We also featured a report from a speech by Daniel Hannan, Conservative MEP for South East England at the NFU Conference. He favoured the Leave side, saying the UK puts too much into the CAP and does not get enough back.
In response, George Lyon, the former Scottish MEP and member of the Britain Stronger in Europe group said that British farmers are more powerful and secure inside the Union. “Leaving will put all that at risk. It will be a messy divorce,” he said.
National Farmers’ Union (NFU) opts for remain
In April, a study by Wageningen UR in the Netherlands, funded by the NFU, looked into three different possible trade scenarios after a Brexit.
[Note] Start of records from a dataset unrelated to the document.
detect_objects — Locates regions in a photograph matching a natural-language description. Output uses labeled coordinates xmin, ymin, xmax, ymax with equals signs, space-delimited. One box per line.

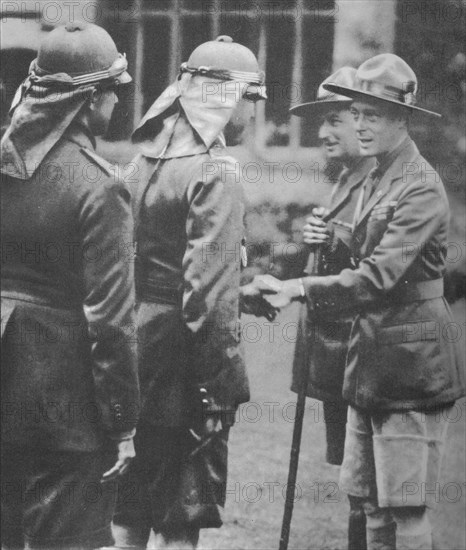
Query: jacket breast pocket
xmin=374 ymin=320 xmax=448 ymax=401
xmin=1 ymin=298 xmax=15 ymax=342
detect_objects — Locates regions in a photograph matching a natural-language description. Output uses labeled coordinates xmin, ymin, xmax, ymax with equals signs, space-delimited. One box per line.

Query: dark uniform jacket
xmin=291 ymin=158 xmax=375 ymax=402
xmin=133 ymin=141 xmax=249 ymax=426
xmin=1 ymin=125 xmax=139 ymax=451
xmin=305 ymin=138 xmax=464 ymax=410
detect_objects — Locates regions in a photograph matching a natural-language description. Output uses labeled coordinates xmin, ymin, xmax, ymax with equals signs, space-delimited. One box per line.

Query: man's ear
xmin=89 ymin=87 xmax=102 ymax=110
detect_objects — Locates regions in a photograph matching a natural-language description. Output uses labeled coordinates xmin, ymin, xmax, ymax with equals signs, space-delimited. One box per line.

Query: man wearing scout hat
xmin=260 ymin=54 xmax=464 ymax=550
xmin=115 ymin=36 xmax=266 ymax=549
xmin=291 ymin=67 xmax=374 ymax=550
xmin=1 ymin=23 xmax=139 ymax=549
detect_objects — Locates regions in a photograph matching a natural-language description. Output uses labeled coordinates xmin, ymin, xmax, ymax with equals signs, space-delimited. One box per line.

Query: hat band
xmin=180 ymin=62 xmax=265 ymax=86
xmin=358 ymin=80 xmax=416 ymax=105
xmin=30 ymin=53 xmax=128 ymax=87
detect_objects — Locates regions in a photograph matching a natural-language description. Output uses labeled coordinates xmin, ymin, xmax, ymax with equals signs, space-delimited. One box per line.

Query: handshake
xmin=240 ymin=275 xmax=305 ymax=321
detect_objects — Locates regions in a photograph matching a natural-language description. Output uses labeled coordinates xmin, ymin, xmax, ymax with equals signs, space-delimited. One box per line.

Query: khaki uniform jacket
xmin=129 ymin=142 xmax=249 ymax=427
xmin=305 ymin=139 xmax=464 ymax=410
xmin=291 ymin=158 xmax=375 ymax=402
xmin=1 ymin=125 xmax=139 ymax=451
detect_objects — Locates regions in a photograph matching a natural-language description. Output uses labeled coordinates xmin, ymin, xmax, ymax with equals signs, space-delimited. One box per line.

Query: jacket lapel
xmin=356 ymin=141 xmax=419 ymax=231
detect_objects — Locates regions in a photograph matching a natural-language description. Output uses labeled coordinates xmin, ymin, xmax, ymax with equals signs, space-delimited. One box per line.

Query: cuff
xmin=107 ymin=428 xmax=136 ymax=442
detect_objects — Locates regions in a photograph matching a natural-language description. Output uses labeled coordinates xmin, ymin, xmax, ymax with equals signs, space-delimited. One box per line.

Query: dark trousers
xmin=114 ymin=422 xmax=228 ymax=545
xmin=1 ymin=443 xmax=117 ymax=550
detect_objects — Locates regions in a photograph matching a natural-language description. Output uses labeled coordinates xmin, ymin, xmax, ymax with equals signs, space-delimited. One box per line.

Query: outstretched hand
xmin=240 ymin=275 xmax=280 ymax=321
xmin=253 ymin=275 xmax=301 ymax=309
xmin=303 ymin=206 xmax=330 ymax=245
xmin=101 ymin=438 xmax=136 ymax=483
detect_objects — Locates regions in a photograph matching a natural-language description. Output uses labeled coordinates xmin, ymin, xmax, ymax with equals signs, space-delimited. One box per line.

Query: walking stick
xmin=279 ymin=247 xmax=322 ymax=550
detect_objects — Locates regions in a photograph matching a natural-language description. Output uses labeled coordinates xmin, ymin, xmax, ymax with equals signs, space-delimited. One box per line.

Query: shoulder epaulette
xmin=81 ymin=147 xmax=116 ymax=176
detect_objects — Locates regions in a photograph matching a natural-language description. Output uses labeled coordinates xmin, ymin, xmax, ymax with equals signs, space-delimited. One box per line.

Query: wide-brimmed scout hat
xmin=324 ymin=53 xmax=442 ymax=117
xmin=290 ymin=67 xmax=356 ymax=117
xmin=30 ymin=21 xmax=132 ymax=87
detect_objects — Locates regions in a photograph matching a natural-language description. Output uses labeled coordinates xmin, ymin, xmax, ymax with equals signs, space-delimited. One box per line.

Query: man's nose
xmin=319 ymin=122 xmax=330 ymax=139
xmin=354 ymin=116 xmax=366 ymax=132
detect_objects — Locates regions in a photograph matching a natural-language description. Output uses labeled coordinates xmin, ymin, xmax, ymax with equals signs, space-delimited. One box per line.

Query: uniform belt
xmin=136 ymin=279 xmax=182 ymax=305
xmin=387 ymin=278 xmax=443 ymax=304
xmin=1 ymin=290 xmax=83 ymax=311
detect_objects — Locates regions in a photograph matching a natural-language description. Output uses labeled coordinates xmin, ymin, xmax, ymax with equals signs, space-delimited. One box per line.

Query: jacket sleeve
xmin=79 ymin=174 xmax=139 ymax=440
xmin=304 ymin=180 xmax=448 ymax=311
xmin=183 ymin=157 xmax=249 ymax=411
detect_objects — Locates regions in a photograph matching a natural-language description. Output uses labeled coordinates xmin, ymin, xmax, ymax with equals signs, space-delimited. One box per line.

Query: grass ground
xmin=193 ymin=302 xmax=466 ymax=550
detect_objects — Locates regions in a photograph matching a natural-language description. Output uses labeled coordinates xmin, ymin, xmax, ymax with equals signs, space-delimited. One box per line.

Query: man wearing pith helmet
xmin=1 ymin=23 xmax=139 ymax=549
xmin=256 ymin=54 xmax=464 ymax=550
xmin=291 ymin=67 xmax=374 ymax=550
xmin=115 ymin=36 xmax=266 ymax=548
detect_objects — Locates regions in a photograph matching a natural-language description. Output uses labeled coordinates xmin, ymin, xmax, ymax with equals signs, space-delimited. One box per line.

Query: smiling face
xmin=319 ymin=108 xmax=360 ymax=162
xmin=351 ymin=100 xmax=407 ymax=157
xmin=89 ymin=89 xmax=118 ymax=136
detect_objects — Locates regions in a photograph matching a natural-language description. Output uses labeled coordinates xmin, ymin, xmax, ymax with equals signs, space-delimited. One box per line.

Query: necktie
xmin=353 ymin=168 xmax=379 ymax=227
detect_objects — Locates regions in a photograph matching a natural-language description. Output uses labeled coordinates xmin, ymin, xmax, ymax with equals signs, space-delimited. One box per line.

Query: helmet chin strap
xmin=180 ymin=62 xmax=265 ymax=86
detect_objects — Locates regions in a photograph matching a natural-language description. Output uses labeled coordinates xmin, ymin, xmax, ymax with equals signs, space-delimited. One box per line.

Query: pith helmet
xmin=31 ymin=21 xmax=132 ymax=86
xmin=290 ymin=67 xmax=356 ymax=117
xmin=181 ymin=36 xmax=267 ymax=99
xmin=324 ymin=53 xmax=441 ymax=116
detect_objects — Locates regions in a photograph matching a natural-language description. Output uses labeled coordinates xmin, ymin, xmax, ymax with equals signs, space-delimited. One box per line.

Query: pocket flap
xmin=1 ymin=298 xmax=16 ymax=341
xmin=377 ymin=321 xmax=440 ymax=345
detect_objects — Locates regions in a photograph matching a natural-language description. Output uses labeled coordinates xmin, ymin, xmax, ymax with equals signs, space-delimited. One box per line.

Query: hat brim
xmin=324 ymin=84 xmax=442 ymax=118
xmin=115 ymin=71 xmax=133 ymax=84
xmin=246 ymin=84 xmax=267 ymax=101
xmin=290 ymin=98 xmax=351 ymax=117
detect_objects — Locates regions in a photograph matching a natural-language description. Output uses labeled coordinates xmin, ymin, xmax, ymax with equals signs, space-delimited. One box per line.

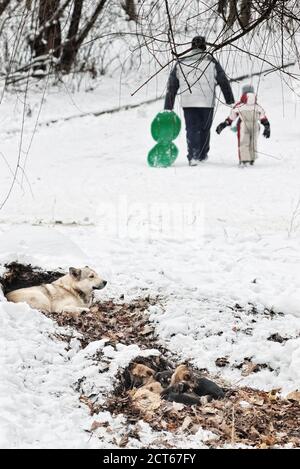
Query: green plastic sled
xmin=148 ymin=111 xmax=181 ymax=168
xmin=148 ymin=142 xmax=179 ymax=168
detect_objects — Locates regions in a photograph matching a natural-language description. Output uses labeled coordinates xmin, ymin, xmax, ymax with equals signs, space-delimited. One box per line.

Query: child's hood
xmin=241 ymin=93 xmax=257 ymax=104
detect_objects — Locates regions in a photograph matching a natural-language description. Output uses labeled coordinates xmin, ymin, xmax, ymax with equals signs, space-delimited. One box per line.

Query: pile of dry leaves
xmin=101 ymin=357 xmax=300 ymax=448
xmin=0 ymin=263 xmax=300 ymax=448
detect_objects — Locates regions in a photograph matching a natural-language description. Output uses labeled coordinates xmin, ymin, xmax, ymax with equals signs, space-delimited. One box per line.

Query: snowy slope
xmin=0 ymin=68 xmax=300 ymax=447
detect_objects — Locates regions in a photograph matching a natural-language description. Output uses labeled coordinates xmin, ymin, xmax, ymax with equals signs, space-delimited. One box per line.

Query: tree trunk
xmin=32 ymin=0 xmax=61 ymax=58
xmin=59 ymin=0 xmax=107 ymax=73
xmin=227 ymin=0 xmax=237 ymax=27
xmin=121 ymin=0 xmax=138 ymax=22
xmin=240 ymin=0 xmax=252 ymax=28
xmin=0 ymin=0 xmax=10 ymax=16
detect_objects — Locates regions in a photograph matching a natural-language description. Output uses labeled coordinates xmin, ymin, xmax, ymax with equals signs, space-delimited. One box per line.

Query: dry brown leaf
xmin=286 ymin=391 xmax=300 ymax=402
xmin=91 ymin=420 xmax=103 ymax=432
xmin=181 ymin=415 xmax=193 ymax=431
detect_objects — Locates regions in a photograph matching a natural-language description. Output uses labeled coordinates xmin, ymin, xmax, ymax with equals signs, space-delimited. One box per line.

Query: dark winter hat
xmin=192 ymin=36 xmax=206 ymax=50
xmin=242 ymin=85 xmax=255 ymax=94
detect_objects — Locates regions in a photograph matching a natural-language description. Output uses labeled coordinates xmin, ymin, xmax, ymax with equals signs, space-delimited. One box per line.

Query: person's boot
xmin=189 ymin=158 xmax=200 ymax=166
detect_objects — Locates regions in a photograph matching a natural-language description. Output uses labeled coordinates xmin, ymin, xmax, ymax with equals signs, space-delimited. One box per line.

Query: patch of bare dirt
xmin=96 ymin=357 xmax=300 ymax=448
xmin=46 ymin=296 xmax=162 ymax=349
xmin=0 ymin=262 xmax=65 ymax=294
xmin=0 ymin=263 xmax=300 ymax=448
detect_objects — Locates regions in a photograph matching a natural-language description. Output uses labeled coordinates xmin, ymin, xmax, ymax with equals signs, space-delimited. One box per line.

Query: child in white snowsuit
xmin=216 ymin=85 xmax=271 ymax=165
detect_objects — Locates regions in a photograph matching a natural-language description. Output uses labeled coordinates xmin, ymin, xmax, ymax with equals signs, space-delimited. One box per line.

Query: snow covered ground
xmin=0 ymin=64 xmax=300 ymax=447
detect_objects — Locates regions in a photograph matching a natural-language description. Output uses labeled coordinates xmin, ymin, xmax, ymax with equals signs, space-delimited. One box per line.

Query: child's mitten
xmin=261 ymin=119 xmax=271 ymax=138
xmin=216 ymin=119 xmax=231 ymax=135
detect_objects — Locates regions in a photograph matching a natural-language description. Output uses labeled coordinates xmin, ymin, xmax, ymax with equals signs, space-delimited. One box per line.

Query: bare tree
xmin=121 ymin=0 xmax=138 ymax=22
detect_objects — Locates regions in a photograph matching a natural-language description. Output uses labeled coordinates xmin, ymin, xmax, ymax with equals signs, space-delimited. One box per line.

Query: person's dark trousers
xmin=183 ymin=107 xmax=214 ymax=160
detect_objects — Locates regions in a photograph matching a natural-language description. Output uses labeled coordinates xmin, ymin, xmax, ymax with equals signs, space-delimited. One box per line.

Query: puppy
xmin=171 ymin=365 xmax=194 ymax=386
xmin=161 ymin=381 xmax=201 ymax=405
xmin=130 ymin=363 xmax=155 ymax=388
xmin=7 ymin=267 xmax=107 ymax=313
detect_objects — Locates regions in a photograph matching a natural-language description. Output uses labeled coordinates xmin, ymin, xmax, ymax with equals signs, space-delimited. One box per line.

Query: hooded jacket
xmin=165 ymin=50 xmax=234 ymax=110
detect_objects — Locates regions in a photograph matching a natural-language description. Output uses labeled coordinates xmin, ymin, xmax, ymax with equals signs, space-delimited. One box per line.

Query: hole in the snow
xmin=0 ymin=262 xmax=65 ymax=294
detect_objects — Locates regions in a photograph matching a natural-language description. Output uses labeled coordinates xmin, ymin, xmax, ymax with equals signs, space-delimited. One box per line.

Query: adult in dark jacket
xmin=165 ymin=36 xmax=234 ymax=166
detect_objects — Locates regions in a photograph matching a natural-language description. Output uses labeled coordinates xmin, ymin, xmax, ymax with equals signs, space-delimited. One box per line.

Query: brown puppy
xmin=130 ymin=363 xmax=155 ymax=388
xmin=171 ymin=365 xmax=194 ymax=386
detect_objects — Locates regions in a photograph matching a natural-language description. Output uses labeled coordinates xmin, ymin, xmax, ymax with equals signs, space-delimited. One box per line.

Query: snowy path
xmin=0 ymin=72 xmax=300 ymax=447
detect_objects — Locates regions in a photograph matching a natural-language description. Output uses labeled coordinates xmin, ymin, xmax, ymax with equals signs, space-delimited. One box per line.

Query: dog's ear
xmin=69 ymin=267 xmax=81 ymax=280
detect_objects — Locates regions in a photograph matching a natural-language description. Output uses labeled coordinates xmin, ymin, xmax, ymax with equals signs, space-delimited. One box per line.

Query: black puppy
xmin=161 ymin=381 xmax=201 ymax=405
xmin=193 ymin=378 xmax=225 ymax=399
xmin=154 ymin=371 xmax=173 ymax=388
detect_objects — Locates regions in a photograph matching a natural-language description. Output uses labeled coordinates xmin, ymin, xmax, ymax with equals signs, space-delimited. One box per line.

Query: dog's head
xmin=171 ymin=365 xmax=194 ymax=385
xmin=69 ymin=267 xmax=107 ymax=294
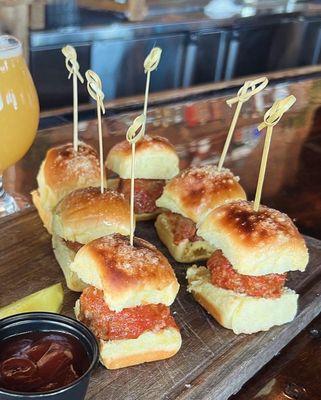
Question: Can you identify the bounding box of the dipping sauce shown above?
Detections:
[0,332,90,393]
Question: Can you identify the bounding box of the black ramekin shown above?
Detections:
[0,312,99,400]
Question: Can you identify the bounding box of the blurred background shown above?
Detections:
[0,0,321,111]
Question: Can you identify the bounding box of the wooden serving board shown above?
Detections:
[0,209,321,400]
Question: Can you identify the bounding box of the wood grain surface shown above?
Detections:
[0,208,321,400]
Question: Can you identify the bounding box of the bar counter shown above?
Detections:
[5,68,321,400]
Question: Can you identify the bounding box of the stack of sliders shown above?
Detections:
[155,166,246,262]
[71,234,181,369]
[31,142,100,233]
[52,187,130,291]
[106,135,179,221]
[187,201,308,334]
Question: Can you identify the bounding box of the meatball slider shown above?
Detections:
[71,234,181,369]
[187,201,308,334]
[155,166,246,262]
[31,142,100,233]
[52,187,130,291]
[106,135,179,220]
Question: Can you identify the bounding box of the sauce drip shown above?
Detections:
[0,332,90,393]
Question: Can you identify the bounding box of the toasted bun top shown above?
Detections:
[44,142,100,189]
[52,187,130,243]
[106,135,179,179]
[70,234,179,311]
[37,142,100,211]
[156,166,246,223]
[197,201,308,275]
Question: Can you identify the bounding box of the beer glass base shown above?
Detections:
[0,192,30,218]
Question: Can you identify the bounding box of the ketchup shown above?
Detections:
[0,332,90,393]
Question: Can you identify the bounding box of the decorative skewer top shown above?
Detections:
[144,47,162,74]
[226,76,269,107]
[126,114,145,144]
[258,95,296,131]
[86,69,105,114]
[253,95,296,211]
[61,45,84,83]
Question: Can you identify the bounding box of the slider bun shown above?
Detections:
[155,214,215,262]
[31,190,52,234]
[156,165,246,223]
[52,187,130,243]
[197,201,309,276]
[75,300,182,369]
[187,265,299,334]
[106,135,179,179]
[37,142,100,211]
[70,234,179,311]
[52,235,87,292]
[135,209,161,222]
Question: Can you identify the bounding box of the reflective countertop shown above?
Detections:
[5,72,321,400]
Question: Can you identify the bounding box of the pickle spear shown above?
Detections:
[0,283,64,319]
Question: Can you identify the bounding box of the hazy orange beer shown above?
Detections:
[0,36,39,176]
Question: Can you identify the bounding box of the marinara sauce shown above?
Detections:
[207,250,286,298]
[79,286,177,340]
[0,332,90,393]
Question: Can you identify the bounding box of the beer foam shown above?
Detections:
[0,35,22,59]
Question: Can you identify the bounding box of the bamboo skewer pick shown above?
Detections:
[143,47,162,134]
[218,77,269,171]
[253,95,296,211]
[126,114,146,246]
[61,45,84,151]
[86,69,107,193]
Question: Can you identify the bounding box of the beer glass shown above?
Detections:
[0,35,39,217]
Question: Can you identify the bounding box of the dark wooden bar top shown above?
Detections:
[5,71,321,400]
The study said that if trade was liberalised, farm gate prices and incomes would fall, particularly in meat and dairy sectors. The other two scenarios were positive for farm incomes, but the study said these benefits would be offset by the potential loss of direct payments.
After the report emerged, the UK’s NFU came out in favour of the remain camp "based on current evidence", saying it had to take a position due to referendum rules. However, the organisation said it would not actively campaign for either side.
Farmers and business split
At a debate at the British Pig and Poultry Fair in May, featuring AHDB chairman Peter Kendall, MEP Stuart Agnew, farmer Colin Rayner and poultry producer James Hook, the divides within the farming community on this issue were clear to see.
Stuart Agnew claimed that EU regulation only added cost to British farming, and insisted that even within the EU there wasn't a level playing field. “There are still caged hens and sow tethers out there,” he said. Colin Rayner said it was preferable to be able to hold British politicians accountable rather than being told what to do by foreign commissioners.
But on the pro-EU side, Sir Peter Kendall argued that 14 per cent of the UK's poultry and 19 per cent of its pork is exported to EU nations, so it was essential to retain that open market.
Pan-European poultry business Moy Park came out in favour of Remain just last week, saying it provides businesses with more certainty about the future.
In his regular blog for TheCattleSite, dairy farmer John Wigley said he thought it would be better to leave the EU. “I have spent my lifetime making decisions for the sake of EU officialdom, rather than the cows, my farm and my customers and I want it to change,” he wrote.
The international view
A Brexit would also have an impact on agriculture in other countries.
Irish Farmers Association (IFA) President Joe Healy warned that the UK is very important to Ireland's agri-food market, with over 40 per cent of Irish agricultural exports heading there.
"Should the UK vote to leave the EU, Irish agriculture would undoubtedly suffer negative consequences, both in the short-term and the longer term," commented Mr Healy.
In the US, market analysts Steve Meyer and Len Steiner explained that the US dollar index has already declined sharply after polls suggested that British voters will decide to stay in the EU, after all.
However, either way, the vote has the potential to dramatically impact broader financial markets, causing significant changes in currency values and affect short term growth projections for the global economy.
According to the analysts, despite all the various projections by economists, the reality is that no one really knows the true impact if Britain decides to leave.